# what glue do you use for aquarium?



## smilodon (Feb 2, 2009)

I want to make a CO2 reactor, what glue do you guys recommend to use
for the aquarium which it will glue plastic and rubber parts together and will not harmful to the fish and plants.

I have plummer goop and super glue. Can I use them?


----------



## kwokers (Feb 26, 2009)

I'm trying out the Dollarama acrylic...seems to work well if you let it sit for a day or two.


----------



## Darkblade48 (Jan 28, 2008)

I would look for a glue that is advertised to be safe for potable water (i.e. drinkable water). If it's safe enough to use for drinking water purposes, it should be OK for the aquarium.


----------



## ameekplec. (May 1, 2008)

Use anything that is cyanoacrylate based - the adhesive in crazy glue.

The crazy glue from the dollar stores work well too, and have no side effects so far in aquariums - many reefers use the dollar store glue (cause we use lots of it to glue corals to rock) and have seen no ill effects to their coral reef systems.

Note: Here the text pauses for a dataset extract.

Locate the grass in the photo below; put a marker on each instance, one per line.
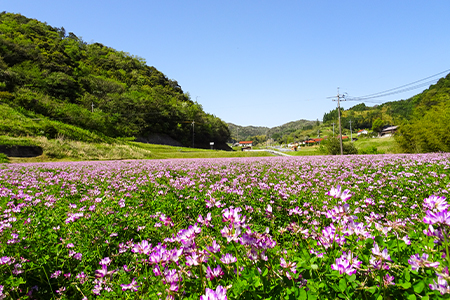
(68, 150)
(383, 145)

I myself use the dollar store gel type glue - so much cheaper than using the name brand stuff, which is the same thing.


----------



## smilodon (Feb 2, 2009)

thank you guys, I will go to dollar store today.


----------



## UnderTheSea (Jun 2, 2008)

I used to use superglue but after reading several thread over the years, I made the switch to BSI - Bob Smith Industries extra thick (maxi-cure) cyanoacrylate. This is available at most hobby stores and is very cheap in comparison to SuperGlue.


----------



## smilodon (Feb 2, 2009)

UnderTheSea said:


> I used to use superglue but after reading several thread over the years, I made the switch to BSI - Bob Smith Industries extra thick (maxi-cure) cyanoacrylate. This is available at most hobby stores and is very cheap in comparison to SuperGlue.


thanks, I will go to Reno or Homedepot to see if it's available..


----------